Country Risk Rating

A2
The political and economic situation is good. A basically stable and efficient business environment nonetheless leaves room for improvement. Corporate default probability is low on average. - Source: Coface

Business Climate Rating

A1
The business environment is very good. Corporate financial information is available and reliable. Debt collection is efficient. Institutional quality is very good. Intercompany transactions run smoothly in environments rated A1.

Strengths

  • High non-price competitiveness
  • Mature high added value sectors (new technologies, finance, chemicals, pharmaceuticals)
  • Major (aerial and maritime) transport and trading hub for goods and financial services
  • Large FDI inflows thanks to the advantageous tax regime, political stability and excellent business climate
  • Leading exporter of capital in Asia through its large sovereign funds

Weaknesses

  • Dependence on exports and imports (energy and food)
  • Shortages of skilled labor and housing, aging population
  • Limited freedom of speech
  • Vulnerability to the slowdown of the Chinese economy
  • Sino-American geopolitical tensions could force a diplomatic alignment

Current Trends

Risks to global trade will continue to loom over the economy

The economy is expected to avoid recession and rebound slightly in 2020. Singapore is the quintessential small, open economy: imports and exports represent 150% and 176% of GDP, respectively. As such, it is particularly sensitive to the global business cycle and developments in international trade, with exports expected to shrink by 10% in 2019. Export performance will be strained again in 2020 by the economic fallout from the Hong Kong protests, the Chinese slowdown and uncertainty stemming from the Sino-American trade war. Trade woes are concentrated in the manufacturing industry, and in particular electronics and machinery, which account for half of the export basket and have seen a sustained decline in output. In contrast, the pharmaceutical and financial services industries, as well as oil refining and marine engineering, have held up well and will act as buffers. Financial firms diverting their activity away from Hong Kong in reaction to the political turmoil will stimulate FDI. At 27% of GDP, investment will remain high by developed country standards. The city-state’s high population density and propensity to attract foreign talent pose the risk of a property bubble, which authorities are combating by tightening financial regulation. Private consumption, which accounts for only 35% of GDP, will remain resilient amidst sustained wage growth and low unemployment (2%). In response to the surprisingly acute slowdown observed in Q2 2019, the monetary authority loosened the speed at which the Singaporean dollar depreciates against the composite currency basket to which it is pegged, making for the first monetary easing in 3 years.

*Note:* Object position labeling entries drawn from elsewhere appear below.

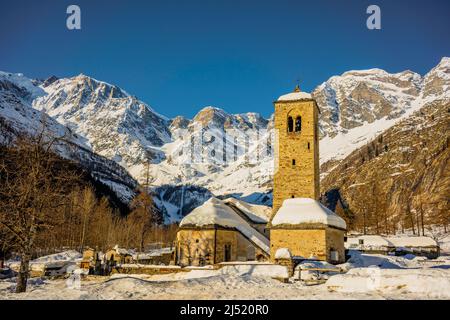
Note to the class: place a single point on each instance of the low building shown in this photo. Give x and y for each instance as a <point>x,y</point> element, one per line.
<point>309,230</point>
<point>118,256</point>
<point>373,244</point>
<point>219,232</point>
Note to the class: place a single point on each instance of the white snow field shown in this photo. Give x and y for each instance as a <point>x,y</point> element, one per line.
<point>366,277</point>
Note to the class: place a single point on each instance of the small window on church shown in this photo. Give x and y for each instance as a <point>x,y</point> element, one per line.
<point>290,124</point>
<point>298,124</point>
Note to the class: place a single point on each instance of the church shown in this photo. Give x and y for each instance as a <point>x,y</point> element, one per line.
<point>297,227</point>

Large twin surpluses fund economic transformation

With a current account surplus of 16% of GDP and a trade surplus of 25%, Singapore enjoys an extraordinarily strong external position. While export-led growth has been the basis for an outstanding development performance, such a dependence on external demand could make the economy harder to manage in a context of deglobalization, trade policy uncertainty and sluggish global growth. While the country is a net exporter of capital by a margin, its holdings are tilted towards portfolio assets while its liabilities have a large share of FDI, creating a negative yield differential that results in an income balance deficit. Most of the imports are inputs used by the manufacturing and oil-refining industries, making the net impact of trade headwinds on the current account largely muted. The largest single determinant of trade performance is demand for electronic components and consumer electronics, which in addition to protectionist headwinds suffers a maturing tech cycle. Though high in appearance, public debt is used to create a domestic safe asset market and is constitutionally isolated from the funding of expenditures. Years of fiscal surplus accumulation have amassed large fiscal reserves (estimated at 300% of GDP) on which the government can draw to finance rare deficits. This margin, along with political continuity, allows authorities to direct spending to forward-looking policies such as labor force retraining and environmental programs.

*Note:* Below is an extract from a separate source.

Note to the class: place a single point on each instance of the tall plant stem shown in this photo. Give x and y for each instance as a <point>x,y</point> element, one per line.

A new generation of party technocrats to underpin political stability

Though elections are officially scheduled for 2021, the convening of the Electoral Boundaries Review Committee (the body responsible for drawing the electoral map) in September 2019 signals that the vote will be moved forward to early 2020. The People’s Action Party (PAP), which has ruled the country since gaining independence in 1965 and currently holds 83 out of 89 legislative seats, is virtually guaranteed to continue in power. However, it will be crucial for the PAP to obtain an emphatic victory, as it seeks a strong popular mandate for the recently appointed fourth generation of party leaders. Deputy PM and finance minister Heng Swee Keat is positioned to take the reins from current PM Lee Hsien Loong, son of founding statesman Lee Kwan Yew. In contrast to the smooth functioning of the PAP, the opposition is weakened by the recent legal woes of the Worker’s Party (WP). In October, leading figures of the WP were found guilty of misusing public funds, ending their chances of standing as a credible alternative. The combination of outstanding political continuity, an apparent absence of corruption and a technocratic approach to policy design have catapulted Singapore into one of the world’s most prosperous economies. Thanks to its deep integration into global supply chains, state of the art port infrastructure and bureaucratic seamlessness, it ranks second in the World Bank’s ease of doing business ranking.